Supports numériques et apprentissage du verbe partir : des résultats inégaux
Des retours d’expérience terrain signalent une baisse des erreurs sur « partir » grâce à l’usage de supports numériques interactifs, notamment depuis 2025. Les applications de conjugaison qui proposent des exercices à trous avec correction instantanée permettent une répétition espacée que le cahier d’exercices classique ne peut pas offrir.
Les retours varient sur ce point : en milieux où l’accès au numérique reste limité, les erreurs persistent au même niveau qu’avant. L’outil ne remplace pas la méthode, il l’amplifie. Un élève qui ne comprend pas la logique d’alternance du radical ne progressera pas davantage en cliquant sur un bouton qu’en remplissant une fiche papier.
Pour les élèves dyslexiques, la difficulté est encore plus marquée. La sensibilisation accrue des enseignants aux troubles spécifiques du langage depuis quelques années a mis en lumière une persistance des erreurs de radical malgré des méthodes adaptées. Le problème n’est pas la mémorisation de la terminaison, mais le traitement simultané de deux informations (quel radical + quelle terminaison), une charge cognitive qui demande un accompagnement spécifique.

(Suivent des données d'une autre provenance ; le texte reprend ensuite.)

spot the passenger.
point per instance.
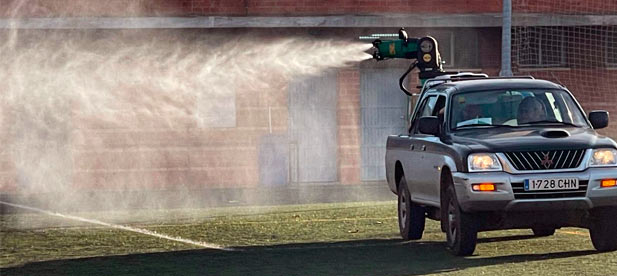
(470, 112)
(530, 110)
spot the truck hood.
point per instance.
(530, 139)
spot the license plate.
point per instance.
(551, 184)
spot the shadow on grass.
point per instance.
(359, 257)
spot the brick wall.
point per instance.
(348, 113)
(59, 8)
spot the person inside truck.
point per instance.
(531, 110)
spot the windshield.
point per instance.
(514, 108)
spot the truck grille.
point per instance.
(545, 160)
(520, 193)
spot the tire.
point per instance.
(543, 232)
(462, 229)
(602, 230)
(411, 216)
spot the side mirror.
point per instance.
(429, 125)
(598, 119)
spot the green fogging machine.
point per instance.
(423, 51)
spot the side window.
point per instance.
(426, 109)
(440, 109)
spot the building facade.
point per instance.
(274, 138)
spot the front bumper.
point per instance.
(504, 198)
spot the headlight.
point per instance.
(483, 162)
(603, 158)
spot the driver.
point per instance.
(530, 110)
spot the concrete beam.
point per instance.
(345, 21)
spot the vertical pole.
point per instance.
(506, 40)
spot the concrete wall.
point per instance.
(80, 8)
(228, 157)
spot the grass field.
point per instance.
(318, 239)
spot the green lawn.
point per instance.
(319, 239)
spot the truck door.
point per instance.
(415, 159)
(432, 157)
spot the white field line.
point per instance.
(116, 226)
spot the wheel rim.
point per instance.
(403, 209)
(452, 221)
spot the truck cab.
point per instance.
(486, 154)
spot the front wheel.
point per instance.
(461, 227)
(411, 216)
(602, 231)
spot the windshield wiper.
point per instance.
(550, 122)
(476, 125)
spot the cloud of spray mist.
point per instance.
(115, 79)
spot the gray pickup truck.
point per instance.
(503, 153)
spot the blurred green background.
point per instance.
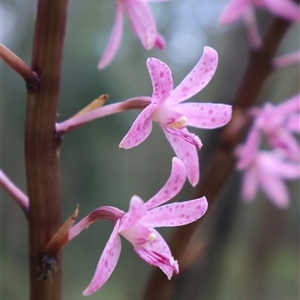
(260, 257)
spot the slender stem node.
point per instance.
(18, 65)
(81, 119)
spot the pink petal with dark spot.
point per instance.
(136, 211)
(158, 254)
(159, 42)
(176, 214)
(107, 262)
(205, 115)
(140, 129)
(162, 81)
(172, 187)
(198, 78)
(187, 153)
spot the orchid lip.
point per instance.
(179, 123)
(151, 237)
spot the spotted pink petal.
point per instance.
(160, 42)
(286, 9)
(274, 188)
(205, 115)
(107, 262)
(136, 211)
(293, 123)
(249, 184)
(198, 78)
(140, 129)
(187, 153)
(176, 214)
(233, 11)
(162, 81)
(141, 21)
(114, 40)
(172, 187)
(158, 254)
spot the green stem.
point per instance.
(41, 145)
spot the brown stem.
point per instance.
(41, 145)
(19, 66)
(221, 161)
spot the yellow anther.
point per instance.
(151, 237)
(179, 123)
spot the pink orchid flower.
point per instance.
(142, 24)
(173, 116)
(236, 9)
(137, 226)
(278, 123)
(267, 170)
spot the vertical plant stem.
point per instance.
(41, 145)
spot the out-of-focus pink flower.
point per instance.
(173, 116)
(142, 24)
(137, 226)
(267, 170)
(235, 9)
(278, 123)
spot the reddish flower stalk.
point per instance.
(16, 194)
(81, 119)
(19, 66)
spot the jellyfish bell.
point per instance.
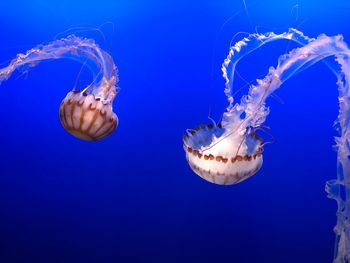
(88, 115)
(223, 157)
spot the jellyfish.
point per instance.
(231, 151)
(86, 114)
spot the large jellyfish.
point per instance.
(86, 114)
(231, 152)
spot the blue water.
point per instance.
(132, 197)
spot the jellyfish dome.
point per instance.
(220, 157)
(86, 114)
(231, 152)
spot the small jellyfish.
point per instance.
(86, 114)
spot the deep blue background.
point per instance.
(132, 197)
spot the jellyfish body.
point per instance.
(86, 114)
(86, 117)
(240, 120)
(229, 161)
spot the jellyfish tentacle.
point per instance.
(92, 107)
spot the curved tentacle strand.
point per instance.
(209, 151)
(88, 114)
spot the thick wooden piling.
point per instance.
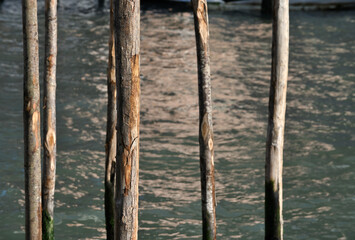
(266, 7)
(276, 121)
(127, 33)
(49, 123)
(32, 127)
(205, 122)
(110, 163)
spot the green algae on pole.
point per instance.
(110, 145)
(127, 33)
(276, 121)
(31, 118)
(205, 122)
(49, 126)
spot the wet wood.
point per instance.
(31, 111)
(276, 122)
(266, 7)
(111, 133)
(205, 122)
(127, 27)
(49, 126)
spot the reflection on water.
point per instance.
(319, 153)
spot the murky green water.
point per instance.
(319, 155)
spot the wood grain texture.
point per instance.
(276, 122)
(127, 27)
(111, 136)
(31, 112)
(205, 120)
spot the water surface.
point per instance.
(319, 155)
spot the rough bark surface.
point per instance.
(276, 122)
(111, 133)
(205, 122)
(266, 7)
(31, 110)
(49, 126)
(127, 27)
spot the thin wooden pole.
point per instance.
(49, 126)
(276, 122)
(111, 133)
(127, 27)
(32, 129)
(205, 122)
(266, 7)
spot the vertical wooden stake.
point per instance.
(32, 127)
(266, 7)
(111, 133)
(127, 27)
(49, 126)
(205, 123)
(276, 122)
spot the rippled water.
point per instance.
(319, 149)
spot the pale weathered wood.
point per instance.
(205, 122)
(111, 136)
(127, 27)
(49, 123)
(32, 129)
(266, 7)
(276, 122)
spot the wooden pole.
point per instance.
(32, 129)
(205, 122)
(266, 7)
(111, 133)
(276, 122)
(127, 27)
(101, 4)
(49, 126)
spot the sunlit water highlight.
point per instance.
(319, 149)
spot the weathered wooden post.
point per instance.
(266, 7)
(276, 122)
(101, 4)
(111, 136)
(32, 127)
(127, 32)
(49, 126)
(205, 122)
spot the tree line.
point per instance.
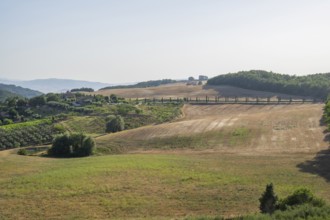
(315, 85)
(145, 84)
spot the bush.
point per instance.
(62, 146)
(300, 197)
(22, 152)
(268, 200)
(72, 145)
(115, 124)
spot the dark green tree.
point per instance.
(115, 124)
(37, 101)
(62, 146)
(72, 145)
(268, 200)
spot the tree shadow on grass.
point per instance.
(319, 165)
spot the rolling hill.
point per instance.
(56, 85)
(181, 90)
(314, 85)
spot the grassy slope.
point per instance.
(146, 186)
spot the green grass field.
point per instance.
(153, 186)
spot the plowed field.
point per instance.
(255, 128)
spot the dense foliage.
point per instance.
(83, 89)
(18, 91)
(72, 145)
(268, 200)
(150, 83)
(115, 124)
(316, 85)
(25, 135)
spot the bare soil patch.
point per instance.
(271, 128)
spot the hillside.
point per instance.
(56, 85)
(181, 90)
(264, 129)
(315, 85)
(214, 161)
(12, 90)
(5, 94)
(145, 84)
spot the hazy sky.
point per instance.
(137, 40)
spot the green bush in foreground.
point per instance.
(72, 145)
(268, 200)
(22, 152)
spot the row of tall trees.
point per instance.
(316, 85)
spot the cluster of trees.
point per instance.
(83, 89)
(7, 91)
(21, 136)
(269, 202)
(18, 109)
(146, 84)
(115, 124)
(316, 85)
(72, 145)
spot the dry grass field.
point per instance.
(181, 90)
(243, 129)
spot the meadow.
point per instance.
(151, 185)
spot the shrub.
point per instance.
(115, 124)
(22, 152)
(268, 200)
(300, 197)
(61, 146)
(72, 145)
(82, 145)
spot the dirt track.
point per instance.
(274, 128)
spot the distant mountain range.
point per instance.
(55, 85)
(12, 91)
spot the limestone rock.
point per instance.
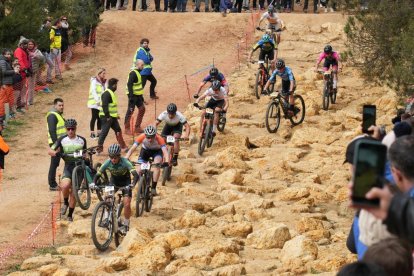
(274, 237)
(190, 218)
(300, 247)
(239, 229)
(231, 176)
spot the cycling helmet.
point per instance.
(266, 38)
(213, 72)
(70, 123)
(280, 64)
(216, 85)
(172, 108)
(150, 131)
(327, 49)
(270, 9)
(114, 150)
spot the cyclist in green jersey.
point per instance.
(121, 170)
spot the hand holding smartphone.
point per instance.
(369, 161)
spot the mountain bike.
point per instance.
(280, 100)
(328, 93)
(106, 218)
(83, 175)
(262, 76)
(166, 171)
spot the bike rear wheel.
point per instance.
(80, 188)
(118, 235)
(258, 87)
(325, 96)
(102, 226)
(299, 110)
(272, 117)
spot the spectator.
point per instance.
(44, 47)
(4, 148)
(22, 55)
(6, 85)
(55, 36)
(393, 255)
(37, 60)
(66, 46)
(361, 269)
(144, 54)
(96, 89)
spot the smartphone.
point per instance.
(369, 116)
(369, 161)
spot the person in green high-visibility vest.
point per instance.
(135, 93)
(109, 115)
(55, 130)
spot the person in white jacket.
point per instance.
(96, 89)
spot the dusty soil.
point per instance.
(280, 208)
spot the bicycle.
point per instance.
(262, 76)
(166, 171)
(281, 100)
(106, 218)
(328, 92)
(83, 175)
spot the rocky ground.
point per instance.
(255, 203)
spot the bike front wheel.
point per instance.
(299, 110)
(102, 226)
(80, 188)
(272, 121)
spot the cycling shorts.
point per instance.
(212, 103)
(170, 130)
(146, 154)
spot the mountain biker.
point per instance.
(218, 101)
(275, 23)
(65, 146)
(153, 146)
(331, 59)
(174, 122)
(213, 75)
(288, 81)
(267, 47)
(120, 169)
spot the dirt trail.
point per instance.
(280, 208)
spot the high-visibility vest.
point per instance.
(137, 86)
(60, 126)
(91, 99)
(113, 107)
(135, 58)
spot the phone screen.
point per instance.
(369, 114)
(369, 170)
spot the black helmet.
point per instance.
(213, 72)
(280, 63)
(172, 108)
(216, 85)
(70, 123)
(114, 150)
(327, 49)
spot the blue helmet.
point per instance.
(266, 38)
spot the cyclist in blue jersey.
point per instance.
(120, 169)
(288, 81)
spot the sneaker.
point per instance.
(64, 209)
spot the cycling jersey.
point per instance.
(220, 95)
(69, 146)
(286, 75)
(265, 46)
(178, 118)
(156, 143)
(120, 172)
(220, 77)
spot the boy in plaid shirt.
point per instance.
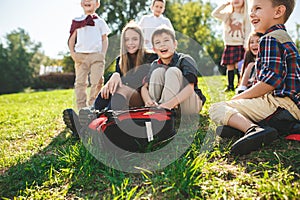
(276, 95)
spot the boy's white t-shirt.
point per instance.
(149, 23)
(89, 38)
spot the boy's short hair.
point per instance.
(163, 29)
(153, 2)
(289, 5)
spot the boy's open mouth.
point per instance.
(255, 21)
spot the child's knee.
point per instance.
(221, 112)
(173, 71)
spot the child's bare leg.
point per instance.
(230, 76)
(240, 122)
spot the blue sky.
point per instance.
(48, 22)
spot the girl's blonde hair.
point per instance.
(125, 62)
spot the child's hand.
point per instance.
(151, 103)
(166, 105)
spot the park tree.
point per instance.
(19, 61)
(119, 13)
(298, 36)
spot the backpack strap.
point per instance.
(281, 35)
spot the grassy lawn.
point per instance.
(41, 160)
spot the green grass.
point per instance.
(41, 160)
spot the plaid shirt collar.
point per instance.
(173, 61)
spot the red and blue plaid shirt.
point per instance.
(278, 65)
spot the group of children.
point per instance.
(155, 79)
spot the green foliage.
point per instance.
(118, 13)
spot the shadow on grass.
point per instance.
(281, 153)
(66, 166)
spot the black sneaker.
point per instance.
(228, 132)
(254, 139)
(87, 115)
(71, 120)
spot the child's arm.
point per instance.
(104, 44)
(217, 12)
(146, 97)
(71, 43)
(258, 90)
(180, 97)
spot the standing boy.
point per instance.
(148, 23)
(172, 80)
(88, 44)
(278, 76)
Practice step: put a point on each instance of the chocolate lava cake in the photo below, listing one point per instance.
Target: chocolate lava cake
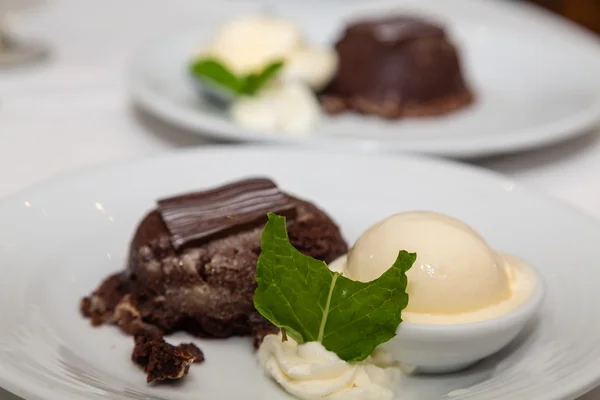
(192, 262)
(395, 67)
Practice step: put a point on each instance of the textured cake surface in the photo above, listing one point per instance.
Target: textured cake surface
(205, 288)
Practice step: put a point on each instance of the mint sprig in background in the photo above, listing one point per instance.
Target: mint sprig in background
(216, 73)
(308, 301)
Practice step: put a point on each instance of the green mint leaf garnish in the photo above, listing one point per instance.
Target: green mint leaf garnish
(302, 296)
(213, 71)
(217, 73)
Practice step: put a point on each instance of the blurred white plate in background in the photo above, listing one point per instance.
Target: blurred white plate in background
(537, 80)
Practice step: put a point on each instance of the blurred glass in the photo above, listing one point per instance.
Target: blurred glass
(15, 51)
(583, 12)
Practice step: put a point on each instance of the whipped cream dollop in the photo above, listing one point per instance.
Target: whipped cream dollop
(288, 107)
(310, 371)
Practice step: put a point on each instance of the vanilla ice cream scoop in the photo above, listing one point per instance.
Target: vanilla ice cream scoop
(248, 43)
(455, 272)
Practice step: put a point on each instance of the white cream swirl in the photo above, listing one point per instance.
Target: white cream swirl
(309, 371)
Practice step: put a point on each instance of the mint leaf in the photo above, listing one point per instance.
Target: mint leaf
(311, 303)
(256, 81)
(213, 71)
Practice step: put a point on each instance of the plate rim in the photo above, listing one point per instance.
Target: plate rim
(17, 383)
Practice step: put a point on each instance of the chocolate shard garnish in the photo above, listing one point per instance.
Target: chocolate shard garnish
(238, 206)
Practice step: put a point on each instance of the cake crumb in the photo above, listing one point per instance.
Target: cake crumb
(162, 361)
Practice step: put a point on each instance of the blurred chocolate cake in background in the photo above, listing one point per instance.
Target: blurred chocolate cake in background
(583, 12)
(395, 67)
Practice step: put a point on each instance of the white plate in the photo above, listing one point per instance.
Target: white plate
(59, 239)
(536, 79)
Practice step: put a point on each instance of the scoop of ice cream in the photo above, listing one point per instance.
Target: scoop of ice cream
(314, 66)
(288, 107)
(248, 43)
(456, 271)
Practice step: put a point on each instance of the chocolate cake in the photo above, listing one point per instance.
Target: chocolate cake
(192, 262)
(395, 67)
(162, 361)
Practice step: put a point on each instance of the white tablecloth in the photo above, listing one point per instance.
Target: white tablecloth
(73, 111)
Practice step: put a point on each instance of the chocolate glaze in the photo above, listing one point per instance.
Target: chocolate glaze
(238, 206)
(204, 287)
(394, 67)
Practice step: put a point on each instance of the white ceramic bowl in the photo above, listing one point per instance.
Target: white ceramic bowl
(433, 348)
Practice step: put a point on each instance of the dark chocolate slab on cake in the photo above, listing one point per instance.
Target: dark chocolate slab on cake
(394, 67)
(192, 261)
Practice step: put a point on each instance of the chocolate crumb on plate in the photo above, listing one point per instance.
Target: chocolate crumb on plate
(162, 361)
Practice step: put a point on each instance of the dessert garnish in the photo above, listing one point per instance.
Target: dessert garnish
(212, 71)
(200, 217)
(330, 325)
(265, 72)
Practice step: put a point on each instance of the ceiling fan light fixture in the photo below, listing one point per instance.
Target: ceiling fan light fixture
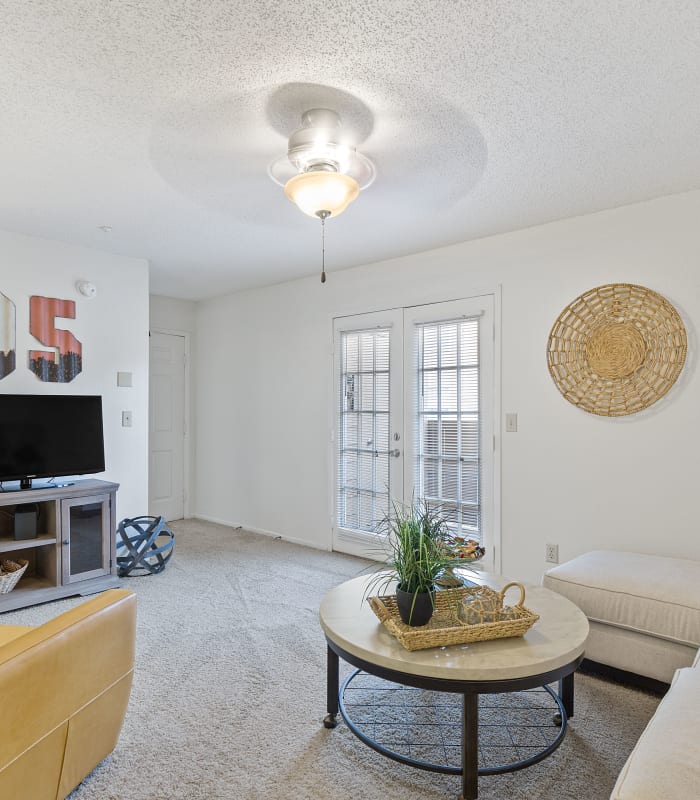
(322, 190)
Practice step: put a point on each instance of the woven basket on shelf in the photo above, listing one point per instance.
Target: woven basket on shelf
(446, 627)
(8, 579)
(616, 349)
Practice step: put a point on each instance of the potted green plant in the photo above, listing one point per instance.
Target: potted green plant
(416, 557)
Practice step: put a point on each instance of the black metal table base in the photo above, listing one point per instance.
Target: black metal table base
(543, 722)
(560, 709)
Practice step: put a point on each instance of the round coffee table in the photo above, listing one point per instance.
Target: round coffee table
(550, 651)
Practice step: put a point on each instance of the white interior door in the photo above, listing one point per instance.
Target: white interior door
(167, 426)
(368, 419)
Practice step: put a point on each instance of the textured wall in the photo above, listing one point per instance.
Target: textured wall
(264, 389)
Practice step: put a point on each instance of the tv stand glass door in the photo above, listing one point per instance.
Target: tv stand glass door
(86, 552)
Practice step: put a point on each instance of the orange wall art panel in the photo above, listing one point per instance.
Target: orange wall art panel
(65, 361)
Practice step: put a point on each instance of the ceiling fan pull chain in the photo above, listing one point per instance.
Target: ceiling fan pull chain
(322, 216)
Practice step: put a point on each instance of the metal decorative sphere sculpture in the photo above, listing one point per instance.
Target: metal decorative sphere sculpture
(144, 546)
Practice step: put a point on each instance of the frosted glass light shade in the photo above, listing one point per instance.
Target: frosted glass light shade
(322, 191)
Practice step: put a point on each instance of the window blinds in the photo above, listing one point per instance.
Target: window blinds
(447, 421)
(363, 452)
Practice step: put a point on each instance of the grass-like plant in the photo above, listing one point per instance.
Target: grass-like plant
(416, 554)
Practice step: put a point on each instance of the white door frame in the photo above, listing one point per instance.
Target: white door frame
(187, 472)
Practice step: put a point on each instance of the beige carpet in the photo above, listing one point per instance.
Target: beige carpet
(229, 692)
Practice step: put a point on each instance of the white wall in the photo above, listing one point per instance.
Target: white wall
(113, 329)
(264, 389)
(172, 315)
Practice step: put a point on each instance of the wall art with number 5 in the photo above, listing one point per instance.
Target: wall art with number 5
(63, 361)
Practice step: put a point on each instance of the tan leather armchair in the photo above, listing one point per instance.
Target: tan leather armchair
(65, 687)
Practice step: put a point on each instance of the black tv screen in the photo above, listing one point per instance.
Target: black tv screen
(49, 436)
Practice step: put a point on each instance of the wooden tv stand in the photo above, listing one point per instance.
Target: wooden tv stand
(74, 549)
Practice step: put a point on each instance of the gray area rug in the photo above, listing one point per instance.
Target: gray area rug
(229, 692)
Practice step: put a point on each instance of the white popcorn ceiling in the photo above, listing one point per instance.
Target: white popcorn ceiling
(160, 118)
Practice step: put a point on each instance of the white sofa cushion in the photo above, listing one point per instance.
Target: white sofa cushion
(649, 594)
(664, 762)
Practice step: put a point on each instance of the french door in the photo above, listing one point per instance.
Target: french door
(414, 419)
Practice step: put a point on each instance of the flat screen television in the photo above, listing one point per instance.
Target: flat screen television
(50, 436)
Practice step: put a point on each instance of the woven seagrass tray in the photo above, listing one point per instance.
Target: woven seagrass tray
(8, 580)
(445, 626)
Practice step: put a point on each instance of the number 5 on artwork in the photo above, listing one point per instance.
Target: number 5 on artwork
(63, 363)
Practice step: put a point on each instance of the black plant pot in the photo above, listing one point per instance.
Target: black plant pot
(415, 608)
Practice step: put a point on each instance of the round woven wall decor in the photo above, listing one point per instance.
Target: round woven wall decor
(616, 349)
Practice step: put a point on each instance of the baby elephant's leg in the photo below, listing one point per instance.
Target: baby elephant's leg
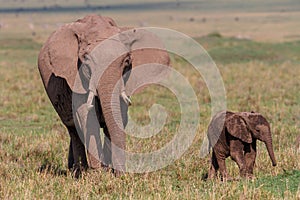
(250, 156)
(214, 166)
(237, 154)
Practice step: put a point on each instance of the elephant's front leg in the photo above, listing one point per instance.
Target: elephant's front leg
(237, 154)
(106, 148)
(78, 153)
(250, 157)
(214, 166)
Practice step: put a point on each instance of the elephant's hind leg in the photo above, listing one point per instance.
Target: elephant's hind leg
(77, 154)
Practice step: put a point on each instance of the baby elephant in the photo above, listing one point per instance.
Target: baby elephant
(235, 134)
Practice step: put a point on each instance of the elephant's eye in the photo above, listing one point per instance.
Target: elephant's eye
(127, 68)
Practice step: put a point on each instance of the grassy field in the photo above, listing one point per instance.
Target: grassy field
(260, 68)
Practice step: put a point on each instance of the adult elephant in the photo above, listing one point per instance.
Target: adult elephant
(85, 65)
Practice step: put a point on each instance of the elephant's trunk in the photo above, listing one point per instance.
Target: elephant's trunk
(269, 145)
(109, 94)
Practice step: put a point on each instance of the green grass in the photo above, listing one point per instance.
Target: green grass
(233, 50)
(257, 76)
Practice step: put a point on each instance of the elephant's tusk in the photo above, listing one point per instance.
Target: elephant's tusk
(89, 102)
(126, 98)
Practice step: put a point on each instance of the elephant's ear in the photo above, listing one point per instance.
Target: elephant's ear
(146, 48)
(59, 56)
(237, 127)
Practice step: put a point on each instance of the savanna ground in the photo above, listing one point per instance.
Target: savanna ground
(256, 49)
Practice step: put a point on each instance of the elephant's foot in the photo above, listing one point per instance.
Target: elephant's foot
(77, 170)
(118, 173)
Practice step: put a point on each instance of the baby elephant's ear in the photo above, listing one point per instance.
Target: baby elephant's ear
(237, 127)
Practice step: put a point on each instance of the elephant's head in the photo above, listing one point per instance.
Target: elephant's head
(95, 57)
(250, 125)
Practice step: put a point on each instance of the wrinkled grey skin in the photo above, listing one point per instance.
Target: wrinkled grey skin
(66, 54)
(235, 135)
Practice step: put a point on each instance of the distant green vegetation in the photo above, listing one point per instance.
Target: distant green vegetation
(257, 76)
(233, 50)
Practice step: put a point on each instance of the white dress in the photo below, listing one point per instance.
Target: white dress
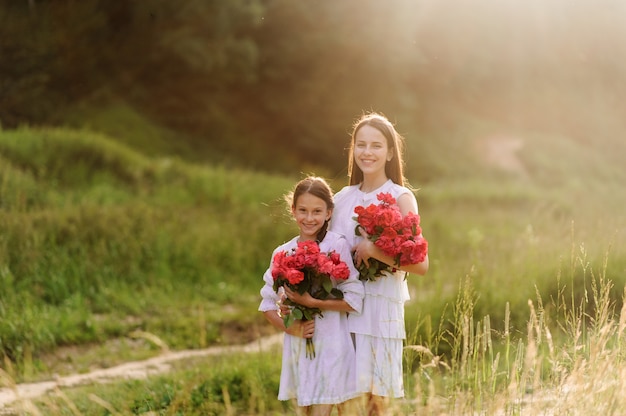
(330, 377)
(379, 330)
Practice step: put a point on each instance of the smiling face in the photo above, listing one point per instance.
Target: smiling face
(310, 213)
(371, 151)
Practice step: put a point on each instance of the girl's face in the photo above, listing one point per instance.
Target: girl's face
(310, 213)
(371, 152)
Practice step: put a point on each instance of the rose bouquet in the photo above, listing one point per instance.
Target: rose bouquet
(397, 236)
(306, 269)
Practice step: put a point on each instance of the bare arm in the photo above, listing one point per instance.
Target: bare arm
(324, 304)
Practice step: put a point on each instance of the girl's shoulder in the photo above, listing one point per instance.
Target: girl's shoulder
(397, 190)
(333, 239)
(346, 191)
(286, 246)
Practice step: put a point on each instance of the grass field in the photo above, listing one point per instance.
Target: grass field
(520, 313)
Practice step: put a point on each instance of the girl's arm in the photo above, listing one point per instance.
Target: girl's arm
(324, 304)
(365, 249)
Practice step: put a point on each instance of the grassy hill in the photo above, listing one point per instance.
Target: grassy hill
(101, 242)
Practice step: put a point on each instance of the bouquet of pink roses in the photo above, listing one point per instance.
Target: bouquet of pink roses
(397, 236)
(306, 269)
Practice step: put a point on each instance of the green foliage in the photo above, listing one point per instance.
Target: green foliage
(93, 232)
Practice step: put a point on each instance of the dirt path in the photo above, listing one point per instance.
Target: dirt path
(131, 370)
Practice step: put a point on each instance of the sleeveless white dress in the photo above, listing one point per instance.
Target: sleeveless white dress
(379, 330)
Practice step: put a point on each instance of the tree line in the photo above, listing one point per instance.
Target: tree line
(274, 83)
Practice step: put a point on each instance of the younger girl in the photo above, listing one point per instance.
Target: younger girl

Conjugaison de partir au présent : récapitulatif des formes correctes
| Personne | Conjugaison | Radical utilisé |
|---|---|---|
| Je | pars | par- |
| Tu | pars | par- |
| Il / Elle / On | part | par- |
| Nous | partons | part- |
| Vous | partez | part- |
| Ils / Elles | partent | part- |
La difficulté du verbe partir au présent tient à un mécanisme précis : une alternance de radical que le cerveau tente de régulariser, des interférences avec d’autres modèles de conjugaison, et pour les apprenants bilingues, un brouillage supplémentaire entre systèmes linguistiques. Poser le problème en termes de radical plutôt que de terminaison change la façon dont on enseigne ce verbe, et les résultats en classe le confirment.